The story of the Royal City
The Royal City of Loches was defended to the south by a keep which was built between 1013 and 1035 by Foulques III Nerra, Count of Anjou. It is now considered one of the best-preserved from the Romanesque period.
The keep was besieged on several occasions, namely during battles between the Capetians and Plantagenets. It gained new structures over the centuries: chemise (wall), curtain wall (12th century), protruding towers (13th century), governor's house (14th century), round tower or new tower (long known as Louis XI Tower), Martelet Tower, barbican (15th century) and caponiers (16th century).
The site was a count’s residence, a royal fortress then a royal prison in the 15th century for high-ranking political prisoners such as Jean II, Duke of Alençon, Philippe de Commines, Ludovico Sforza and Jean de Poitiers. The prison became the regional detention centre between 1801 and 1926.
Louis I, Duke of Anjou, built a lodge to the north of the spur at the end of the 14th century. Charles VII visited regularly from 1418 and made the City the second largest stronghold after Chinon. Joan of Arc met the king here in May 1429 after the victory of Orléans. The king often stayed in Loches with his favourite, Agnès Sorel, in the 1440s.
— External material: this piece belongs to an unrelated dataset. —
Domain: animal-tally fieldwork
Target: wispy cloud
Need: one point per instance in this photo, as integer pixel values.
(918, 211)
Charles VIII and Louis XII had the first lodge expanded in the 1500s. The jewel of this wing is Anne of Brittany’s flamboyant Gothic-style oratory.
The Valois dynasty’s return to Ile-de-France in the 16th century saw the royal lodge go into hibernation. It was used as a court of law and prison for revolutionaries (1793) before being a sub-prefecture and civil court until the 1920s.
Indre-et-Loire Council, the site’s owners, first opened it to visitors in the 1950s. The landmark has been the subject of a promotional and cultural development project ever since.